Stephen Bruner (AKA Thundercat) was the bassist for the thrash-metal band Suicidal Tendencies and contributed to Kendrick Lamar’s To Pimp a Butterfly — one of the most game-changing albums in hip-hop history. He was born to a revered flutist and percussionist mother and a father who drummed for Diana Ross, Gladys Knight, and the Temptations, so it makes perfect sense that Thundercat is one to make pivotal career changes. He pairs elements of acid-jazz, funk, and soul with dark, sinister lyrics that produce music in frightening and humorous worlds. Obsessive romanticism, police brutality, depression, death, Dragonball Z — Thundercat’s music knows no bounds. 8:15 to 9:15 p.m. Saturday, October 23, at Mind Melt stage.
Mellow and deep, blitzed and cathartic — producer and label boss Vegyn switches musical lanes with regularity. In an interview with Fader, Vegyn (AKA Joe Thornalley) said, “electronic music has opened up all these doors for possible iterations, and all everyone seems to want to do is stick to the ‘classics.’ Kick, snare, kick, snare. It’s just boring.” Thornalley’s music career began after handing singer James Blake a USB of original music, which Blake later used during his BBC Radio 1 slot. There are also those credits on Frank Ocean’s album Blonde and cohosting Ocean’s Apple Music 1 radio show Blonded. Inspired by the likes of the late J. Dilla, Thornalley creates breathing room with his music. The production flirts with spacious drum patterns, with euphoric melodies combed over with manipulated vocal samples. 6 to 7:15 p.m. Friday, October 22, at Main Frame stage.
Yves Tumor and Its Band
Warp Records prides itself on the free and obscure, and Yves Tumor is a shining example. Their latest single, “Jackie,” released on the aforementioned legendary label, is a melancholy song peppered with distorted guitar chords and emotional torment, akin to ’90s Nine Inch Nails mixed with Prince’s flair and the glitched-out works of Aphex Twin.

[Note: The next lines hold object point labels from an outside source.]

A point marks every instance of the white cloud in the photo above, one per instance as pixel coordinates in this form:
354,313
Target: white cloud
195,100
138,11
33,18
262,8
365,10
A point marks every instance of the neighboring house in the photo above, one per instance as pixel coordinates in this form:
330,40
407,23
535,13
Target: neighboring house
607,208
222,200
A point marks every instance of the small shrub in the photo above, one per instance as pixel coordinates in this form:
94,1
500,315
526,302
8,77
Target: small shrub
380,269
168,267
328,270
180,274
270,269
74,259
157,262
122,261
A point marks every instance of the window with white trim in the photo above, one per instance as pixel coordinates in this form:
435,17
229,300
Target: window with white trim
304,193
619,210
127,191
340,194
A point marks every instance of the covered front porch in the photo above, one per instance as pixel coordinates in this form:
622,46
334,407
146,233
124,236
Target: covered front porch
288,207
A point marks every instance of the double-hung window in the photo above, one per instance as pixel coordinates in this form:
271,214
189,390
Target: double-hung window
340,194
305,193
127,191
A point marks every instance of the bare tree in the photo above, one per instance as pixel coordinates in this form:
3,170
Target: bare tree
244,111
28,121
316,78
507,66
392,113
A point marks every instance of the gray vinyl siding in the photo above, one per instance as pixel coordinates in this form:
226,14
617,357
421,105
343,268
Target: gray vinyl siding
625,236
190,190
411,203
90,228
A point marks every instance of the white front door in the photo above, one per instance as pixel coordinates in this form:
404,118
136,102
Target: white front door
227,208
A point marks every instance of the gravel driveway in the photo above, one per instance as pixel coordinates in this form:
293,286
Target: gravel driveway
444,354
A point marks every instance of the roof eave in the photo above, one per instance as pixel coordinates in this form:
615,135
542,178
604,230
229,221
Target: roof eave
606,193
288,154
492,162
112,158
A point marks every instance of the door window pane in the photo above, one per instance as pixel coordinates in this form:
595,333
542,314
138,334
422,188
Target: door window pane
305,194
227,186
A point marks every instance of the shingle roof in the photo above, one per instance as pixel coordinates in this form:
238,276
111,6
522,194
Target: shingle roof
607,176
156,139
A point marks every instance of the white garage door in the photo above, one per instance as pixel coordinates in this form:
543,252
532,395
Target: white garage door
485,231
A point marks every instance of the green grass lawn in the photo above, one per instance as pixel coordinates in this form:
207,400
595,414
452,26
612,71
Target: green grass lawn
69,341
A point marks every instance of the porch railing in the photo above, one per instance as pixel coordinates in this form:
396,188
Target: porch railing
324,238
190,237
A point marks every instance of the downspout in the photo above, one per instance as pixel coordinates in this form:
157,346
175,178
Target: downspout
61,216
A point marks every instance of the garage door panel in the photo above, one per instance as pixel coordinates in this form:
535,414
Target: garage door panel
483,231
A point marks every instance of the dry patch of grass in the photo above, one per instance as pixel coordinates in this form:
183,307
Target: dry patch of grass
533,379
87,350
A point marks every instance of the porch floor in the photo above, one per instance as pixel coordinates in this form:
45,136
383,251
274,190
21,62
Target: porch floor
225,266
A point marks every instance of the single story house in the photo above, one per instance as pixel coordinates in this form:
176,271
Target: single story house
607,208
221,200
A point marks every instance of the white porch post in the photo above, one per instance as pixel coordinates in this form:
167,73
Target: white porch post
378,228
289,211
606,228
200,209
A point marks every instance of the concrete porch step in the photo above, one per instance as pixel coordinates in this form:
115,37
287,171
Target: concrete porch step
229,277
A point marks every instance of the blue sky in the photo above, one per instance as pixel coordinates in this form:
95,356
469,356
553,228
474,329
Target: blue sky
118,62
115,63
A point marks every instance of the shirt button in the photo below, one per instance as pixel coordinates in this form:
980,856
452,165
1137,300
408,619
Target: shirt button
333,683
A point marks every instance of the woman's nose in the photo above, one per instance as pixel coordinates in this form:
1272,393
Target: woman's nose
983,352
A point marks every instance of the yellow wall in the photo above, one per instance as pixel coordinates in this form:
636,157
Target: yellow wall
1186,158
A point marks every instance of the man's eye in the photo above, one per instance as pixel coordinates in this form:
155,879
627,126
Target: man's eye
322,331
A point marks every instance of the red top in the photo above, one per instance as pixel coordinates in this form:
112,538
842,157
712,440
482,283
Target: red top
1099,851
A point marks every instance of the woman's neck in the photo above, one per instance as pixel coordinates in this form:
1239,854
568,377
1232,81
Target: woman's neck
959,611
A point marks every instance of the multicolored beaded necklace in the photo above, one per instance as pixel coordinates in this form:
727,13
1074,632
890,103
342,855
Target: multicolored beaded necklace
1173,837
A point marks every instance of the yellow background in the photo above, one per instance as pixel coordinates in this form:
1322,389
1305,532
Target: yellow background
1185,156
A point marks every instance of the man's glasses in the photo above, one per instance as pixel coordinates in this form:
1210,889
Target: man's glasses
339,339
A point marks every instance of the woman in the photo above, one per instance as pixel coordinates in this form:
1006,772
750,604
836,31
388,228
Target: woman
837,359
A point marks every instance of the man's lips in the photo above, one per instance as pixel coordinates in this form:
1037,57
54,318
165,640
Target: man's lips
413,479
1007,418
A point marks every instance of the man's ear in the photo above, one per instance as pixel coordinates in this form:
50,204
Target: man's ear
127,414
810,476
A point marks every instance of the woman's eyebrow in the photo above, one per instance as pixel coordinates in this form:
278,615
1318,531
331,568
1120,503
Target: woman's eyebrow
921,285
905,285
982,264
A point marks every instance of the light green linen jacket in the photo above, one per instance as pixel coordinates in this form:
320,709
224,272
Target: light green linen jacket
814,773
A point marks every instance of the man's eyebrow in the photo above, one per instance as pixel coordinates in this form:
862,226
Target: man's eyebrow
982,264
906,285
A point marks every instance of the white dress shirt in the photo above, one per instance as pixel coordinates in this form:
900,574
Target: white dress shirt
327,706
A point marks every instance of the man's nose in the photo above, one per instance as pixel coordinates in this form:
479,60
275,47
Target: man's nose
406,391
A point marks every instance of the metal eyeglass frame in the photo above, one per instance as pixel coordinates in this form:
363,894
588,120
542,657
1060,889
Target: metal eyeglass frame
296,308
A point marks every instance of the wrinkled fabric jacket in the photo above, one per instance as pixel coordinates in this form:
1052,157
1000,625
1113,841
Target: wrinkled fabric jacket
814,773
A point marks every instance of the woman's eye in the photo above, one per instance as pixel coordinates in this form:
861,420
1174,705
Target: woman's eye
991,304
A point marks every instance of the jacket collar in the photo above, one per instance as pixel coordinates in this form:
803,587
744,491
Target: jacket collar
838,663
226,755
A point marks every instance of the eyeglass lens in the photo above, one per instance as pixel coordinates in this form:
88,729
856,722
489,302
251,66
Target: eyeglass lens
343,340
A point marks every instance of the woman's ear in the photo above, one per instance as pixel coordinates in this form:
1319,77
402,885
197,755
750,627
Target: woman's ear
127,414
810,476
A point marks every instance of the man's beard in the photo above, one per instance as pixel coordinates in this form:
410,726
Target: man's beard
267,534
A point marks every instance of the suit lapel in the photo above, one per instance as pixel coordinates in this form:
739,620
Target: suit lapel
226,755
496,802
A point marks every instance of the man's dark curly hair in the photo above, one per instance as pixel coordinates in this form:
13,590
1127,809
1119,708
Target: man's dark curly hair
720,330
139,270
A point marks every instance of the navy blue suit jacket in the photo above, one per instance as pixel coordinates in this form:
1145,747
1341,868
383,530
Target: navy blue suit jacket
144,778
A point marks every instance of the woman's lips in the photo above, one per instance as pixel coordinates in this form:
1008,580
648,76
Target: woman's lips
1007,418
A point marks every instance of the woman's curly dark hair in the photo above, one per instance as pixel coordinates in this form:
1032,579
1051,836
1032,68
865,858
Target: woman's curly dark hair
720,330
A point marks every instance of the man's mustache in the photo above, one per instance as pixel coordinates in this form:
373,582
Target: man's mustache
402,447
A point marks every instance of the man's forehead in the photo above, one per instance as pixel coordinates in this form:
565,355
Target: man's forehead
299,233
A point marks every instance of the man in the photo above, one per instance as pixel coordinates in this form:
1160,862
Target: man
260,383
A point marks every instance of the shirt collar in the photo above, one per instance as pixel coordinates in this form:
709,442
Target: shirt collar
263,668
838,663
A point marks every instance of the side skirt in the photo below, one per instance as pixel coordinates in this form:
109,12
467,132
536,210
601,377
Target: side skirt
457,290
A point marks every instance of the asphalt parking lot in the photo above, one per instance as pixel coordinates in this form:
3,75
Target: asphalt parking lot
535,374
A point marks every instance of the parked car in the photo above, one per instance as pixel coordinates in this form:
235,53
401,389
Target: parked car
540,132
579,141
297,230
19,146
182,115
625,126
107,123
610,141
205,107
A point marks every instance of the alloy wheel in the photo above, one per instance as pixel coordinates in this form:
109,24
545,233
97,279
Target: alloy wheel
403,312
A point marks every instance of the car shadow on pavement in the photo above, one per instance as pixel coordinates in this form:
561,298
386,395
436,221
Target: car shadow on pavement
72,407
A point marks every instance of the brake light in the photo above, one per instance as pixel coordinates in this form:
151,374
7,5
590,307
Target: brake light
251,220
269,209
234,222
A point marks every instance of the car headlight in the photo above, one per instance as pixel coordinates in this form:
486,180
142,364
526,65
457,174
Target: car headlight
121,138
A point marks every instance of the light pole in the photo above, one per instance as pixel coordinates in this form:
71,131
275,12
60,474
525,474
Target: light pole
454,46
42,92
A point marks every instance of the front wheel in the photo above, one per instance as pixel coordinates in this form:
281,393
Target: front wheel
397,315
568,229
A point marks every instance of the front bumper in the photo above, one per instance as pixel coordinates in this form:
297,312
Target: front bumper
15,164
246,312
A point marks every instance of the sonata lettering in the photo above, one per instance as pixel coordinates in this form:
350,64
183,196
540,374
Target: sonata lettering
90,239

The haunted sounds of Yves Tumor — real name Sean Bowie (possibly), and born in Miami (maybe) — ranges from rock star-like cadence to seductive, luring electronic. Yves Tumor’s production is as powerful as they are enigmatic. There’s no point trying to figure the artist out — and that’s one key to their enlightenment. Delayed by the pandemic, Yves Tumor and Its Band are finally back on the road, leaving behind dystopia and Warp Records legacy wherever they go. 11:15 p.m. to midnight Friday, October 22, at Sector 3 stage.